Павел Анатольевич Огородников приходит за двадцать минут до начала рабочего дня. Аккуратно снимает пальто, вешает в шкаф на плечики. Остается в клетчатом пиджаке, клетчатой байковой рубашке, затянутой у горла однотонным галстучком с булавкой. Затем – нарукавники. Затем – карандашики-карандаши, бритвочки, перочинный ножичек, ластики: красный с толченым стеклом и светло-серый «Кохинор» с мамонтенком, ручка-самописка с черными чернилами, вторая, такая же, на случай поломки первой. Затем – щелчок выключателем, загорается зеленая настольная лампа, обязательная даже в яркую весну, даже в душное старгородское лето – закуток Павла Анатольевича отгорожен от архивных стеллажей большими дубовыми шкафами, перенесенными из городской консистории в марте 1919-го. Затем – разминка пальцев. Затем сесть к столу, придвинуться к нему поплотнее, вытащить из правой стопки «Дело», развернуть, пролистать, просчитать странички, свериться с предыдущим номером в описи. Затем глядеть внимательнее – смаковать, читать, про себя произнося особо ритмически звучащие формулы: «А по указу Государя и Великого князя чинить сей роскат исправно…», или: «… а детей пушкарских, инде же грамоте учиться не захотят, розыскивать и строго наперво упреждать…», или: «И милостию Вышняго, а Вашего Величества щастливым о государстве радением дело сие совершено. А я нижайший имею честь к стопам Вашего Императорского Величества оное предложить…», или: «Пирамида есть тело иногда плотное, а иногда пустое, имеющее базис широкий, и обыкновенно четверо-угольный, а в верьху кончающееся шипом». Кто так сейчас скажет?

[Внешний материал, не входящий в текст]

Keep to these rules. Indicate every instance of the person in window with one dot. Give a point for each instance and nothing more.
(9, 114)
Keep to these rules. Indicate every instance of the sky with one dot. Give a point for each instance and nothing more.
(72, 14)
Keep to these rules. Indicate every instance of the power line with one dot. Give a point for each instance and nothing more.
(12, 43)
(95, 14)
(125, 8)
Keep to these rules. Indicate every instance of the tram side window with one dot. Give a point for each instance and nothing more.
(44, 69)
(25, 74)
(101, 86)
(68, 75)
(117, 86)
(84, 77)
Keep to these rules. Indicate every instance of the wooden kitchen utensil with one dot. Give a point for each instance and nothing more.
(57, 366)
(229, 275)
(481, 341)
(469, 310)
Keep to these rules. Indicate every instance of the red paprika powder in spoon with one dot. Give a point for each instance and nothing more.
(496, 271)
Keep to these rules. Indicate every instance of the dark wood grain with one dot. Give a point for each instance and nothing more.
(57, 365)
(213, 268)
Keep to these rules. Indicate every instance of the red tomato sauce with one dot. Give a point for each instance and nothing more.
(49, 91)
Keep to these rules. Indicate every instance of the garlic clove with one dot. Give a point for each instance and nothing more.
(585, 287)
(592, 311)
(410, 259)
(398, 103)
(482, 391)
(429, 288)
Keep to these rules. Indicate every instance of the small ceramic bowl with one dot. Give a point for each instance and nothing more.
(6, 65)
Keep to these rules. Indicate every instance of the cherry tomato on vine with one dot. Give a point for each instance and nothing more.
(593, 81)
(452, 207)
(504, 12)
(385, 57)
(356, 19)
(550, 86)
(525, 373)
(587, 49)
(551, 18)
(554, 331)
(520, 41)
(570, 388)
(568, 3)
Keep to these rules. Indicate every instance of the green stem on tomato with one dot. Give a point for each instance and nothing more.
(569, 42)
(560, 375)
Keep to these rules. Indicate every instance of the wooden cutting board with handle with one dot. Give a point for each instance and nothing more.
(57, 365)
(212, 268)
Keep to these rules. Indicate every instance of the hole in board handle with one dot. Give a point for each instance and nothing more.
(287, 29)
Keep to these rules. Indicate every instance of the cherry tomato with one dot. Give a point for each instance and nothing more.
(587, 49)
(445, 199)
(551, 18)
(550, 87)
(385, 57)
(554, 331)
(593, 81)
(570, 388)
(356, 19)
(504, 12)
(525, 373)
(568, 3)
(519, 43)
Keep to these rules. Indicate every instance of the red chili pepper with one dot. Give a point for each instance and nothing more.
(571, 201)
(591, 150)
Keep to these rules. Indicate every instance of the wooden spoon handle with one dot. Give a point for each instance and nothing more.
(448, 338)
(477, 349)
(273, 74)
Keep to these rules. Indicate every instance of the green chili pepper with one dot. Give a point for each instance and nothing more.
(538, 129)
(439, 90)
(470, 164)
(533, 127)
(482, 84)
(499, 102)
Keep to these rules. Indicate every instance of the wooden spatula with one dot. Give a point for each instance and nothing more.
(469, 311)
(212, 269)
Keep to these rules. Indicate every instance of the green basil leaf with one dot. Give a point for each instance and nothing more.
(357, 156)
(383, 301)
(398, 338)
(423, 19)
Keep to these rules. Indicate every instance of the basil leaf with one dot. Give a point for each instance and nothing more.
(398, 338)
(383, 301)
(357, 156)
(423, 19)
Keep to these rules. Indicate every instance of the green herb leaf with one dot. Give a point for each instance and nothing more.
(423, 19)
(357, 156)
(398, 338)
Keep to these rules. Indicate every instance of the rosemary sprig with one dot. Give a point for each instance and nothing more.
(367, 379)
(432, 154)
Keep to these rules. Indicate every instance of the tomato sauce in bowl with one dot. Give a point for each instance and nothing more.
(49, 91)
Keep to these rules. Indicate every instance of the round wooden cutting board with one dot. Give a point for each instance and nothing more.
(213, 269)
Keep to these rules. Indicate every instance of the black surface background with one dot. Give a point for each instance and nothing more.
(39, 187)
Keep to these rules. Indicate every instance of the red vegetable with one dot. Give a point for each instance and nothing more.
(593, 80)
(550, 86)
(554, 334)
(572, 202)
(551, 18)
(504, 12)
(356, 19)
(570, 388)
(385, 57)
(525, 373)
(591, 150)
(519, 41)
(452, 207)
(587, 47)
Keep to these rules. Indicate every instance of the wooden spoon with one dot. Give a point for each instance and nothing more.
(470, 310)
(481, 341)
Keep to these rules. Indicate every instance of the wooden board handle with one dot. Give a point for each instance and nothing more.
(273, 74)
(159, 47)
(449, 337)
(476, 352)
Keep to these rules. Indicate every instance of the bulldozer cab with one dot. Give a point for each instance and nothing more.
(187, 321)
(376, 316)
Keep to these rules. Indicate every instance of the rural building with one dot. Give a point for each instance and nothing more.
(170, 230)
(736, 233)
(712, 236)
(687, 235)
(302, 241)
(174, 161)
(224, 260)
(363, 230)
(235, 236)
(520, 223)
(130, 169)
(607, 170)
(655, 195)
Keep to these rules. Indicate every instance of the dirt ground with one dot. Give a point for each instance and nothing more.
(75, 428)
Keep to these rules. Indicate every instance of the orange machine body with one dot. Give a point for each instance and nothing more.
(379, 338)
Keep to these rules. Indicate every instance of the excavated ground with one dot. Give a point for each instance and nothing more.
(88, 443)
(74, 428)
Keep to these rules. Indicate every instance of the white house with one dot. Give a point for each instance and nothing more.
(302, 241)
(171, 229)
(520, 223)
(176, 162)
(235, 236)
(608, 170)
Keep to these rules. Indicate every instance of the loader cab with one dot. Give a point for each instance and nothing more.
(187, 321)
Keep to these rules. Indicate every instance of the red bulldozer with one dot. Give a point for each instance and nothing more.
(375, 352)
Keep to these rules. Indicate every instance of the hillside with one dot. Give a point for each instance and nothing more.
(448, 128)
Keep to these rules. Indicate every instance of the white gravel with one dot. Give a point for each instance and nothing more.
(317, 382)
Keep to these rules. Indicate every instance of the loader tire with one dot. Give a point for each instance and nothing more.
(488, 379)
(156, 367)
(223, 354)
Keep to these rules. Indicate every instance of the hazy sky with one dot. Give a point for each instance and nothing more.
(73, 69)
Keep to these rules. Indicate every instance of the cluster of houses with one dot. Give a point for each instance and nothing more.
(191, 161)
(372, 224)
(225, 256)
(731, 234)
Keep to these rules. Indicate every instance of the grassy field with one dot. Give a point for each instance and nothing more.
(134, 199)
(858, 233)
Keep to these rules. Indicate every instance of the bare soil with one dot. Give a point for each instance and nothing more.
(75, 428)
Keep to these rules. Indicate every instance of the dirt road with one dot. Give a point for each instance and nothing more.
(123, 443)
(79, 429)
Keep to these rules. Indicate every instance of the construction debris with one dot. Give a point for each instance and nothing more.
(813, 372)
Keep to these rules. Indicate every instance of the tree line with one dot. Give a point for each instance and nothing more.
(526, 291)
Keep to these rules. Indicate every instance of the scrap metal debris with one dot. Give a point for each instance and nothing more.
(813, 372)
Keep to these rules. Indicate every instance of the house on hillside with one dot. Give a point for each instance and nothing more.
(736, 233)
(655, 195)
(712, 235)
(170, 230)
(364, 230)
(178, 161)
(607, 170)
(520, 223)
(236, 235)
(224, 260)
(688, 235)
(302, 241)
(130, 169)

Доносы, письма личные, жалобы, рескрипты, благие пожелания на пользу Отечества, сметные листки, подорожные, росписи имущества, отошедшего в давние годы в несуществующую ныне казну, наветы лжеправдолюбцев, доношения, описания построек и вовсе ничтожных, конспекты великих речений, неизвестно откуда выдернутых, занесенных рукой умелой писецкой либо любительской, каракули, виньетки, завитки – нет здесь секретов для Павла Анатольевича. Есть неизмеримое блаженство, красота, наконец, речи ли, изобразительного ли умения делопроизводителя, какая в конце-то концов разница! Буквы, буквицы, киноварные заставки – течет где-то там день, а здесь, вокруг – красота!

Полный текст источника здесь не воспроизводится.